“You wake up one morning and things have switched places”
Middle-aged, Robert Seyr (Niels Arestrup) is a tough Parisian landlord who also wheels and deals with some shady organisations on the side. When things get too dirty for the aging, hefty father, he unleashes his son on squatters, tenants who won’t pay rent, or other businessmen who’ve ripped him off. Once son Thomas (Romain Duris) gets a nod from his father, he and a group of thugs use violence and destruction to get their objective. Thomas seems to be following in his father’s footsteps with a life of brutality and questionable real estate contracts. But there’s something about Thomas that doesn’t quite fit–he tunes out from life with constant music beamed in through the headphones he wears, and he’s also emotionally distant from everyone in his life and the actions he performs.
Thomas’s deceased mother was a famous concert pianist, and it’s difficult to imagine quite where she squeezed in between Thomas and Robert, but apparently, she passed on her talent to Thomas. He’s never stopped playing the piano. One day, by chance, he runs into his deceased mother’s former manager, and Thomas is invited to audition. Thomas’s obsessive-compulsive nature hits full gear as he throws himself back into training–even employing non-English speaking Chinese student Miao-Lin (Linh-Dan Pham) to coach him.

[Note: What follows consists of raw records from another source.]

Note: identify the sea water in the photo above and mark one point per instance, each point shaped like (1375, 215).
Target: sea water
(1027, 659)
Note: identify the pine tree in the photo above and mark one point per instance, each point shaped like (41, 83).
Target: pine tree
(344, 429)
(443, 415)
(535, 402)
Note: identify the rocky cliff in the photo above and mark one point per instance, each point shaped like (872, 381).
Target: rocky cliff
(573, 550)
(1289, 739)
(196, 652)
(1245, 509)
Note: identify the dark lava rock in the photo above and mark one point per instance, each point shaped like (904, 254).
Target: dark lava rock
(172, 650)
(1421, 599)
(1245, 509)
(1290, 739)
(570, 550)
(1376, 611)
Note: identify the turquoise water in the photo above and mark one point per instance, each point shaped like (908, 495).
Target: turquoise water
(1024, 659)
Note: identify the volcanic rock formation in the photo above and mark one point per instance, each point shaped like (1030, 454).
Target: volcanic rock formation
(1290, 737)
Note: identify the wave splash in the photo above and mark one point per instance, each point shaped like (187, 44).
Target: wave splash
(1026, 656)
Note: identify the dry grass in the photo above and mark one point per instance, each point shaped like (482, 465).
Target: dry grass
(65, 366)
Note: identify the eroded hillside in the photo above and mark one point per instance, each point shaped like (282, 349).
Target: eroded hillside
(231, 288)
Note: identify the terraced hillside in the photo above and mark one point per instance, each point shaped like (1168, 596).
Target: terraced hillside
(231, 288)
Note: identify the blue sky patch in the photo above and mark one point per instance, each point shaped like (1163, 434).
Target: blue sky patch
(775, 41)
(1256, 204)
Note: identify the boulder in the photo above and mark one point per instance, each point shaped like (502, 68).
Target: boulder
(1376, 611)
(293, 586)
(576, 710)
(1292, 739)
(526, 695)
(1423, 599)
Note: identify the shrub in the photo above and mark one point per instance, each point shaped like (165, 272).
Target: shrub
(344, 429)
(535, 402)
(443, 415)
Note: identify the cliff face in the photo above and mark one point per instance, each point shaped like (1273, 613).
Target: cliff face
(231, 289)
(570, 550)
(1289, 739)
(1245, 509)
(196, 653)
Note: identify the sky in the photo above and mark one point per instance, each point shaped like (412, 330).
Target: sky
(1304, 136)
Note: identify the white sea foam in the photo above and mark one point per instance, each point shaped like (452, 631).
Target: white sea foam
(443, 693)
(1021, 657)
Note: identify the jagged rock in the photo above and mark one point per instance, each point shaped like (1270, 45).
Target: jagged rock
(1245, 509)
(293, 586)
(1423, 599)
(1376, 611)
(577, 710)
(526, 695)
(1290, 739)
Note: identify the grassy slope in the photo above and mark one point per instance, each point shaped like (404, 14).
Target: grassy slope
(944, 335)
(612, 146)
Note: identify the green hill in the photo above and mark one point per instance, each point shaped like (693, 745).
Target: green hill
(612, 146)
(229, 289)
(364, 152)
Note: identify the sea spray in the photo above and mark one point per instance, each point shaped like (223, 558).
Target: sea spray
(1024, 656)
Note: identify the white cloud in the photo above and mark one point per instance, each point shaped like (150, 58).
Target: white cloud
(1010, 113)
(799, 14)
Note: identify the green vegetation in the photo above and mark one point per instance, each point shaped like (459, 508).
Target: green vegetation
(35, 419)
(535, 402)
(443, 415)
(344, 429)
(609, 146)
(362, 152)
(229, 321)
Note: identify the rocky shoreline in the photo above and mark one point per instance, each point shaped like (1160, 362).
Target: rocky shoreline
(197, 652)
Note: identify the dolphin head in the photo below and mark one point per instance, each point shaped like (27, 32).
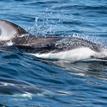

At first Thomas approaches the music as yet another obstacle to be tackled and wrestled to the floor. There is no joy in his playing. Meanwhile, as he struggles to regain his former talent, his father slips into a business deal with a ruthless Russian gangster.
The performance of Romain Duris is to be greatly praised. He conveys a nervous energy and intensity that is frightening when unleashed. In one scene, when he contemplates revenge, his features contort to the extremes of a gargoyle. The Beat That My Heart Skipped from director Jacques Audiard is too subtle a film to be the story of one man’s triumphs against the odds–at several points, the plot veers away quite deliberately from a sappy Hollywood cliche, and instead the film surprises until the very end. In French with English subtitles.